"env" parameter to "popen" won't accept Unicode on Windows - minorUnicode bug

Discussion in 'Python' started by John Nagle, Jan 15, 2008.

  1. John Nagle

    John Nagle Guest

    I passed a dict for the "env" variable to Popen with Unicode strings
    for the dictionary values.

    Got:

    File "D:\Python24\lib\subprocess.py", line 706, in _execute_child
    TypeError: environment can only contain strings

    It turns out that the strings in the "env" parameter have to be ASCII,
    not Unicode, even though Windows fully supports Unicode in CreateProcess.

    John Nagle
     
    John Nagle, Jan 15, 2008
    #1
    1. Advertising

  2. Re: "env" parameter to "popen" won't accept Unicode on Windows - minor Unicode bug

    John Nagle wrote:

    > It turns out that the strings in the "env" parameter have to be
    > ASCII, not Unicode, even though Windows fully supports Unicode in
    > CreateProcess.


    Are you sure it supports Unicode, not UTF8 or UTF16? Probably using
    something like u"thestring".encode("utf16") will help.

    Regards,


    Björn

    --
    BOFH excuse #31:

    cellular telephone interference
     
    Bjoern Schliessmann, Jan 15, 2008
    #2
    1. Advertising

  3. John Nagle

    Benjamin Guest

    Re: "env" parameter to "popen" won't accept Unicode on Windows -minor Unicode bug

    On Jan 14, 6:26 pm, Bjoern Schliessmann <usenet-
    > wrote:
    > John Nagle wrote:
    > > It turns out that the strings in the "env" parameter have to be
    > > ASCII, not Unicode, even though Windows fully supports Unicode in
    > > CreateProcess.

    >
    > Are you sure it supports Unicode, not UTF8 or UTF16? Probably using
    > something like u"thestring".encode("utf16") will help.
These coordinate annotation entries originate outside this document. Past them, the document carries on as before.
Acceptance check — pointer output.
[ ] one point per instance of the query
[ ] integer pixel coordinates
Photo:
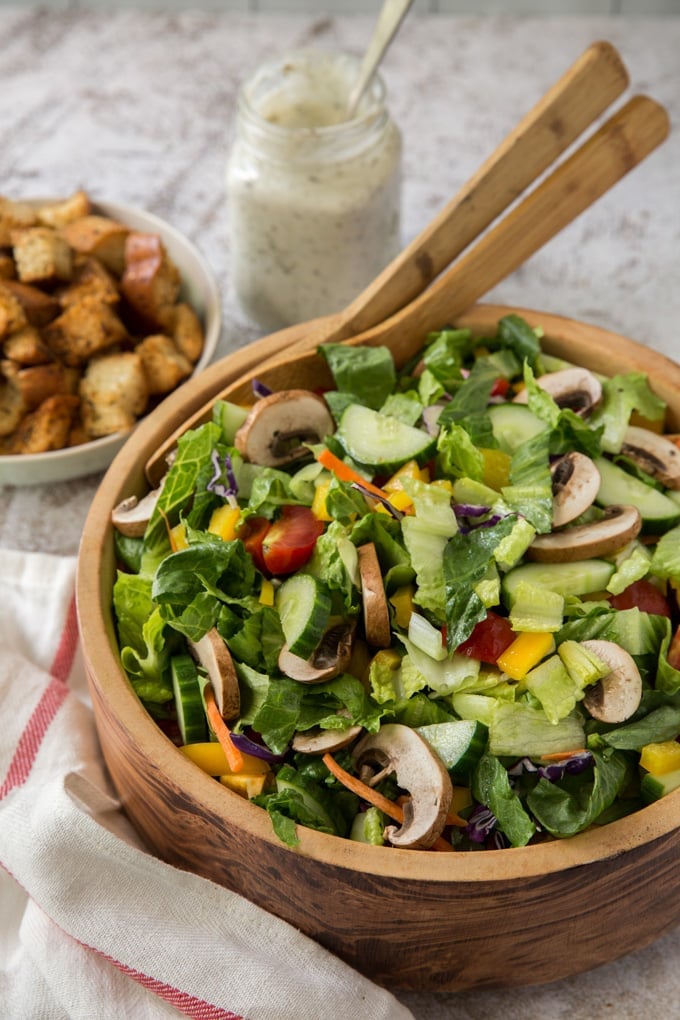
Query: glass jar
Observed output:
(313, 198)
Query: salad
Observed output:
(434, 608)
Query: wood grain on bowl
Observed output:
(408, 919)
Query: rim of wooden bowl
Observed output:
(568, 338)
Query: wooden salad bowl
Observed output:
(408, 919)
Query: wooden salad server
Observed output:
(576, 100)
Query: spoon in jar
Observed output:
(389, 18)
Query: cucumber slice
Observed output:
(514, 424)
(380, 442)
(188, 700)
(580, 577)
(652, 787)
(304, 607)
(460, 745)
(659, 512)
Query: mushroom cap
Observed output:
(216, 659)
(376, 610)
(619, 525)
(329, 658)
(575, 388)
(616, 697)
(132, 515)
(278, 424)
(575, 485)
(399, 750)
(655, 454)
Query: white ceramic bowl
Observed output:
(199, 288)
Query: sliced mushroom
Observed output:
(319, 742)
(616, 697)
(399, 750)
(619, 525)
(575, 486)
(329, 658)
(655, 454)
(376, 611)
(278, 424)
(132, 516)
(215, 658)
(576, 389)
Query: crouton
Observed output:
(45, 428)
(37, 383)
(57, 214)
(113, 393)
(39, 307)
(84, 330)
(7, 267)
(11, 407)
(101, 237)
(164, 366)
(12, 316)
(25, 347)
(151, 285)
(13, 215)
(91, 279)
(42, 255)
(188, 332)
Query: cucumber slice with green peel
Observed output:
(652, 787)
(579, 577)
(659, 512)
(513, 424)
(460, 745)
(188, 700)
(380, 442)
(304, 607)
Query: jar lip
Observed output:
(371, 109)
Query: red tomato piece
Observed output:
(290, 542)
(644, 596)
(252, 534)
(488, 640)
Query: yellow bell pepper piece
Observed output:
(402, 601)
(319, 502)
(497, 468)
(525, 652)
(178, 538)
(224, 522)
(245, 785)
(408, 470)
(661, 758)
(210, 757)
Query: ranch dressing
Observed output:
(314, 199)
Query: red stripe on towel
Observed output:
(181, 1001)
(47, 707)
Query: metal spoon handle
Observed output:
(389, 18)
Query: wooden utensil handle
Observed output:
(587, 89)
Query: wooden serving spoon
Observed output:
(577, 99)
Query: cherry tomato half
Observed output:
(290, 542)
(488, 640)
(252, 534)
(644, 596)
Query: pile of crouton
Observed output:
(92, 328)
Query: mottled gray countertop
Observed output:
(139, 108)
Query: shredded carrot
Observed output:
(345, 472)
(233, 757)
(366, 793)
(561, 756)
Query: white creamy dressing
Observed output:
(314, 199)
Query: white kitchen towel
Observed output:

    Otherwise: bugs.python.org
    >
    > Regards,
    >
    > Björn
    >
    > --
    > BOFH excuse #31:
    >
    > cellular telephone interference
     
    Benjamin, Jan 15, 2008
    #3
  4. John Nagle

    Benjamin Guest

    Re: "env" parameter to "popen" won't accept Unicode on Windows -minor Unicode bug

    On Jan 14, 6:26 pm, John Nagle <> wrote:
    > I passed a dict for the "env" variable to Popen with Unicode strings
    > for the dictionary values.
    >
    > Got:
    >
    > File "D:\Python24\lib\subprocess.py", line 706, in _execute_child
    > TypeError: environment can only contain strings
    >
    > It turns out that the strings in the "env" parameter have to be ASCII,
    > not Unicode, even though Windows fully supports Unicode in CreateProcess.


    >
    > John Nagle
     
    Benjamin, Jan 15, 2008
    #4
  5. John Nagle

    John Nagle Guest

    Re: "env" parameter to "popen" won't accept Unicode on Windows -minor Unicode bug

    Benjamin wrote:
    > On Jan 14, 6:26 pm, Bjoern Schliessmann <usenet-
    > > wrote:
    >> John Nagle wrote:
    >>> It turns out that the strings in the "env" parameter have to be
    >>> ASCII, not Unicode, even though Windows fully supports Unicode in
    >>> CreateProcess.

    >> Are you sure it supports Unicode, not UTF8 or UTF16? Probably using
    >> something like u"thestring".encode("utf16") will help.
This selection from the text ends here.